October 25, 2004

Riles papers include early Martin Luther King recording

One of the earliest known recorded interviews with Dr. Martin Luther King Jr., obtained by the late Wilson C. Riles, is part of a substantial collection of papers and archival materials donated this year by the Riles family to the University.

The large and valuable collection spans nearly 50 years, from 1947 to 1995. It adds an important dimension to Sacramento State’s resources on African American history, and the history of public education in California, says archivist Sheila O’Neill.

Wilson C. Riles was one of the first African Americans elected to statewide office in California, serving as the superintendent of public instruction for three terms beginning in 1970. He began his career as a teacher in Arizona and then moved to California to become the first African American hired as a professional employee in the State Department of Education.

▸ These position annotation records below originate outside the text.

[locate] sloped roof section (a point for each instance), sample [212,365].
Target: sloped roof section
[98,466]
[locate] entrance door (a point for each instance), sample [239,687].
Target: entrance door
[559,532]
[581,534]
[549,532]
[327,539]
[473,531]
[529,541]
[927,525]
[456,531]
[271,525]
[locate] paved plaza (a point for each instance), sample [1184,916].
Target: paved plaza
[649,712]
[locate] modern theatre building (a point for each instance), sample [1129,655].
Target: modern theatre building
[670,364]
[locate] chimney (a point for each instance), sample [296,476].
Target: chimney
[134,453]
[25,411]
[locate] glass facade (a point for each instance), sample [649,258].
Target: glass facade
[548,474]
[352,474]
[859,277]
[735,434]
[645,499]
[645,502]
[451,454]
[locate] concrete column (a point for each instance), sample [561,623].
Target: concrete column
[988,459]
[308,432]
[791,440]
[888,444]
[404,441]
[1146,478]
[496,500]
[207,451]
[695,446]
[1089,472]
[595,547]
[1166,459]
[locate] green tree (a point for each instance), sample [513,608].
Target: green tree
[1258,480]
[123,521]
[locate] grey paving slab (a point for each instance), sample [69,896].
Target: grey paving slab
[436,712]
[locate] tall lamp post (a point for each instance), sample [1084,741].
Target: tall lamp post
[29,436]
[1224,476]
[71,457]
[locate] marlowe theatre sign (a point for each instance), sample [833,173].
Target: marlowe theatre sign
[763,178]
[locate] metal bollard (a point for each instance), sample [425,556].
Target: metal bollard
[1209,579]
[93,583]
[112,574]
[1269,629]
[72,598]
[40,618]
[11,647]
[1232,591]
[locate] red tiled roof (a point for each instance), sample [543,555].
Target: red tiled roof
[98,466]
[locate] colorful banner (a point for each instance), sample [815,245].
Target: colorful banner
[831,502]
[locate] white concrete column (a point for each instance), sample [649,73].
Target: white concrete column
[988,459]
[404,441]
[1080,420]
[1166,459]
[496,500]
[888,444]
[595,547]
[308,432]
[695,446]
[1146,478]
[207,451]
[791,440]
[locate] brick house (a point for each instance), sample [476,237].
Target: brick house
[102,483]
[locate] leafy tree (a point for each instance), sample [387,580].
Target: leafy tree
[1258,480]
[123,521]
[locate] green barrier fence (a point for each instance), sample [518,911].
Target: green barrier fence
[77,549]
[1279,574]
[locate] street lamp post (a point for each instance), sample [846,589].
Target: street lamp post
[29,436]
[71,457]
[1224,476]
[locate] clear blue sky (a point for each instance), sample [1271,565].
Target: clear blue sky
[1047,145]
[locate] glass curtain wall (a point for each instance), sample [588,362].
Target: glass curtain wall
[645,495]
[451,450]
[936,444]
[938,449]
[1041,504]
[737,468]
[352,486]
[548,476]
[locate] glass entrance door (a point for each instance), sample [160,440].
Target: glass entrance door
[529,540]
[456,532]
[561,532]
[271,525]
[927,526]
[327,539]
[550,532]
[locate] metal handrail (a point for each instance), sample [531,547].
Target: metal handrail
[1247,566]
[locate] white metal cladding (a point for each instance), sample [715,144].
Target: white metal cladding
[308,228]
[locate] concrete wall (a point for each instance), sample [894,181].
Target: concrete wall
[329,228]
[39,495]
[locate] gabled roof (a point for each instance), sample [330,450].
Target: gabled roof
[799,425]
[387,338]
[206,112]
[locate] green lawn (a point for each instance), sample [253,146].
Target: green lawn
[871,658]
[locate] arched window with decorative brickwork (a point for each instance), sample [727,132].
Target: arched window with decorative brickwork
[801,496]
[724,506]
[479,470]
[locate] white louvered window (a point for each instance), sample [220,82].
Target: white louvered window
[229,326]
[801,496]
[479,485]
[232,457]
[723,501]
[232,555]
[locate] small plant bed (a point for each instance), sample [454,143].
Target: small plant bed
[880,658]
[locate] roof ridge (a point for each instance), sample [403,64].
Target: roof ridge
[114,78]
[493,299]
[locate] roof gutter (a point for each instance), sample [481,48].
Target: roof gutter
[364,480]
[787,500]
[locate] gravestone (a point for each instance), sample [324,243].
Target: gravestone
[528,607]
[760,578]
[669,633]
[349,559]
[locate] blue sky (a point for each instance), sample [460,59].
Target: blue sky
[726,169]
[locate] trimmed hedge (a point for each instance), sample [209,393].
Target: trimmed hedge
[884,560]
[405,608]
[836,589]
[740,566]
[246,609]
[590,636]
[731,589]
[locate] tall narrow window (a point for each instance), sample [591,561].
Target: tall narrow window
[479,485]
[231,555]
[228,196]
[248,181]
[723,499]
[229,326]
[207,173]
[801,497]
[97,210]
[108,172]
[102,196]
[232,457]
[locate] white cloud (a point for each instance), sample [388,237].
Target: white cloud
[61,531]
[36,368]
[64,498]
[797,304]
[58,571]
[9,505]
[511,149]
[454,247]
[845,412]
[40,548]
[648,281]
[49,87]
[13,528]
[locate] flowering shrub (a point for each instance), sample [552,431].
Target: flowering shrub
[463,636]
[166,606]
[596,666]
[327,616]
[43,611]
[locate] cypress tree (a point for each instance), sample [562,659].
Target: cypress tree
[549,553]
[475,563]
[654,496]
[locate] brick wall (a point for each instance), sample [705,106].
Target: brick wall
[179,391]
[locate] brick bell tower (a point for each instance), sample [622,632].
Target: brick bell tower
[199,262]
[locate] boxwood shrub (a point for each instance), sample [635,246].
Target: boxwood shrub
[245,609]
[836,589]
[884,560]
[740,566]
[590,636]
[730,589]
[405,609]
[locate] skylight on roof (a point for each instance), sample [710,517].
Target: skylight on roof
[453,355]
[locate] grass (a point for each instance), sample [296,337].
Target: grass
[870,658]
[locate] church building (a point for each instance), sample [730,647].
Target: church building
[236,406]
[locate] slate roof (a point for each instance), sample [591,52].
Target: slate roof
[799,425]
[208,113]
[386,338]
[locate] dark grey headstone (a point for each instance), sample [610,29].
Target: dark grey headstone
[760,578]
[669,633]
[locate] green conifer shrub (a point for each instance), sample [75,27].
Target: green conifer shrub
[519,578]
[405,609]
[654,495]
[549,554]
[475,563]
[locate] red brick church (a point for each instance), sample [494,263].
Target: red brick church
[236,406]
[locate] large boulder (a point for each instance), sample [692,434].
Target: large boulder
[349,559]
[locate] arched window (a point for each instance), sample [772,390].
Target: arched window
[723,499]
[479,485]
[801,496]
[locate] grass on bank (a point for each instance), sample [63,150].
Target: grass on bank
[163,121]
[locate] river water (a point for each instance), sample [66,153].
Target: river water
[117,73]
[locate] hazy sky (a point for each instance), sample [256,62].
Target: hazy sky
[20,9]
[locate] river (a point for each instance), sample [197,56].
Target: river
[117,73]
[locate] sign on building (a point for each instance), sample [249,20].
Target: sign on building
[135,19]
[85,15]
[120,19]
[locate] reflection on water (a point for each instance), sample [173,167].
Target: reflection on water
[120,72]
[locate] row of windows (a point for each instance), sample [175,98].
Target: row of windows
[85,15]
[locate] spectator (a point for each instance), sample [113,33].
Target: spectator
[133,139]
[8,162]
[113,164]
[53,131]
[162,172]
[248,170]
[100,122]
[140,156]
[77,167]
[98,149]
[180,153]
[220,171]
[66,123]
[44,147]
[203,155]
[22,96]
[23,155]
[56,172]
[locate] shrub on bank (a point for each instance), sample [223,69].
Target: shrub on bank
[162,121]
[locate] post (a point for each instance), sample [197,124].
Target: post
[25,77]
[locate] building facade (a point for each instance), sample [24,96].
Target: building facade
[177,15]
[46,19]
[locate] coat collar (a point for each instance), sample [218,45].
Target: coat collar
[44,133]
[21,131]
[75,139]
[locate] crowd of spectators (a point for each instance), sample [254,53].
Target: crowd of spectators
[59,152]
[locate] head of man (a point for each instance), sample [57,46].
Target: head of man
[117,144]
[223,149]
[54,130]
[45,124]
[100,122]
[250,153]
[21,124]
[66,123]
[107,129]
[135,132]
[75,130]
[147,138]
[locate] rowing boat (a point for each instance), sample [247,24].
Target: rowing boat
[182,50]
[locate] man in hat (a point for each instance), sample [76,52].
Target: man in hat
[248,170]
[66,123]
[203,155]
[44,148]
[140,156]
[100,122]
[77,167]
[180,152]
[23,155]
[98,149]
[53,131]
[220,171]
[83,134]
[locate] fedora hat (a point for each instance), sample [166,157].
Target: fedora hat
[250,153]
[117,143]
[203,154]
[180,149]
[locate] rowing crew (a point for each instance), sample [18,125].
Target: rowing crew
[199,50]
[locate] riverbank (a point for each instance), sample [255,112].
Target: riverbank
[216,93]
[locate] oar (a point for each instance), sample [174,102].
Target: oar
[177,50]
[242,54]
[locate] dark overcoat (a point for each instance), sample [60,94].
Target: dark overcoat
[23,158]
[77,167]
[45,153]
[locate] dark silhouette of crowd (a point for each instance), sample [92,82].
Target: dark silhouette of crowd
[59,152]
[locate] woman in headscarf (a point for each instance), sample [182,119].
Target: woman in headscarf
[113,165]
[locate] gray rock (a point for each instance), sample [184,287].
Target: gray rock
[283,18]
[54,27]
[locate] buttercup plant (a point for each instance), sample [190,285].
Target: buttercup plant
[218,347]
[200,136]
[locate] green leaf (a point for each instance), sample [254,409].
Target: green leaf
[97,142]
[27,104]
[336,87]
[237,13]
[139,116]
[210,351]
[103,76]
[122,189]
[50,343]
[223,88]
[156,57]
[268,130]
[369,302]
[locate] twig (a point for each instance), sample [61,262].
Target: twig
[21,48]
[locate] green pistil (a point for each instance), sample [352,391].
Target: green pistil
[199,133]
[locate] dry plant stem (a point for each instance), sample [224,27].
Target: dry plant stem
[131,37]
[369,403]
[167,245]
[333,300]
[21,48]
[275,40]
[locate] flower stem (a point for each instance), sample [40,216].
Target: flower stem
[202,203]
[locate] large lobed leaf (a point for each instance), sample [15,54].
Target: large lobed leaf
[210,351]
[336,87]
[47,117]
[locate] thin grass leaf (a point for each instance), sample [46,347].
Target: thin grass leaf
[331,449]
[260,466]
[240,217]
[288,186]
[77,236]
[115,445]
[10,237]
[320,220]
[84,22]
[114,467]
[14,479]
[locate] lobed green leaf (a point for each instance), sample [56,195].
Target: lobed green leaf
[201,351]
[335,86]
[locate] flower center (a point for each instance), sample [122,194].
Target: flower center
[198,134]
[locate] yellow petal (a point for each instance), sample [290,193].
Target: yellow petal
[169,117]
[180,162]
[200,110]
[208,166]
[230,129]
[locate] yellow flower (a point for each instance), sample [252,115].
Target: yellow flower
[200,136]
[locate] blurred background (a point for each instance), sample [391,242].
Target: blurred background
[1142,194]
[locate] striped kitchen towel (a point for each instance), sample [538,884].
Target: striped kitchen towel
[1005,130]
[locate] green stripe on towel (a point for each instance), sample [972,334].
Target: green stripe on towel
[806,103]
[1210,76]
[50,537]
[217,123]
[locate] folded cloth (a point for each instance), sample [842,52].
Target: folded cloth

He then worked his way up through the department before being elected superintendent.

His papers document a dramatic period of social change for educational institutions, including school integration, busing, student unrest and the impact of Proposition 13 on the state’s education system.

Riles gained national recognition for his innovative approaches to education and inter-group relations. His papers contain information on programs developed during his tenure, such as those for disadvantaged children and involvement of parents in the classroom.

The King recording is from a Feb. 28, 1956 interview, three months into King’s support for the Montgomery, Ala. bus boycott. In the recording King details his rationale for the boycott and the use of nonviolence. The boycott lasted for 380 days and pressured the city and the country to think differently about segregation and civil rights.

The recently discovered recording was obtained by Riles as a member of the Fellowship for Reconciliation, which conducted the interview.

A copy of the recording was also presented by the Riles family to the Martin Luther King Jr., Papers Project at Stanford University.